David F. Rook era un golfista atipico. Un buon giocatore, sulla carta 4 o 5 di handicap, ma alla fine delle 18 buche il suo score raramente segnava meno di 80; nonostante questo giocava un bel golf. Sapeva lavorare la palla, aveva una visione completa del gioco e sapeva tirare dei colpi di recupero inimmaginabili, ma immancabilmente in ogni giro faceva un paio di tripli o quadrupli bogey che distruggevano il suo score.
“Il mio golf è perfetto all’83,3%” diceva David; 15 buche giocate attorno al par del campo, con un paio di birdie e qualche occasionale bogey, e tre buche di follia pura, in cui poteva succedere di tutto: ganci dal tee che si perdevano in aree inesplorate del bosco, socket dal centro del fairway che finivano in acqua dove non ricordavi neanche che ci fosse un lago, “lamate” dal bunker che sibilavano fuori limite 20 o 30 metri dietro al green. David non se la prendeva mai: imprecava con il suo caratteristico accento anglosassone, rideva di gusto dei suoi colpi erratici e si lasciava prendere in giro da noi, gli amici con cui giocava abitualmente.
Ormai sono passati tanti anni dall’ultima volta che abbiamo giocato insieme: finita la sua esperienza di lavoro in Italia David è tornato a vivere oltre Manica, ma il suo spirito del gioco pervade ancora le nostre “partitelle” fra amici. Jack Nicklaus disse una volta “l’unica cosa costante nel golf, è l’incostanza”: prendiamone atto e dimentichiamoci dello score, divertiamoci a tirare i colpi, proviamo a giocare recuperi impossibili, godiamo di quella sensazione che ti lascia nelle mani, alla fine delle diciotto buche, il ricordo di quei tre o quattro colpi perfetti, usciti dalla faccia del bastone esattamente come li avevi immaginati.
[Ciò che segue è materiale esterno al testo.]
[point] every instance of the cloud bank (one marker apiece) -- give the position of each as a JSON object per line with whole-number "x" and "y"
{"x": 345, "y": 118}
Con il passare del tempo ho abbracciato sempre di più questa filosofia, e anche se negli ultimi anni i miei score arrancano per stare sotto gli 80, mi diverto molto di più rispetto a quando l’unico obiettivo era quel numero finale, per calare di qualche virgola il mio handicap.
Ammetto che mi piace(rebbe) giocare regolarmente intorno al par, ma prendo quello che viene, tiro qualche bel colpo e gioco le mie buche “alla David” senza curarmene troppo: il tempo che riesco a dedicare al golf è poco, o comunque meno di quello che vorrei, ma lo passo con gli amici con cui sono cresciuto e nessuno di noi lascia che un paio di tripli bogey possano rovinarci la giornata.
Non sto dicendo che non ci sia spirito di competizione: le nostre partitelle per la birra sono sempre molto combattute, e vi assicuro che vincere una buca con il doppio bogey, oltre a infondere un certo senso di ilarità in tutti quanti, dà anche una certa soddisfazione e restituisce un po’ di dignità al golf giocato male.
E allora viviamo appieno quelle 15 buche su 18 giocate bene, quell’83,3%, lasciamoci pervadere dalle emozioni che ci regalano quei pochi colpi veramente belli che tiriamo in un giro, cogliamo il senso comico delle flappe, degli shank, dei ganci e degli slice e lasciamo che lo score sia solo un numero che, molte volte, non racconta tutta la verità su quanto ci siamo divertiti sul campo da golf.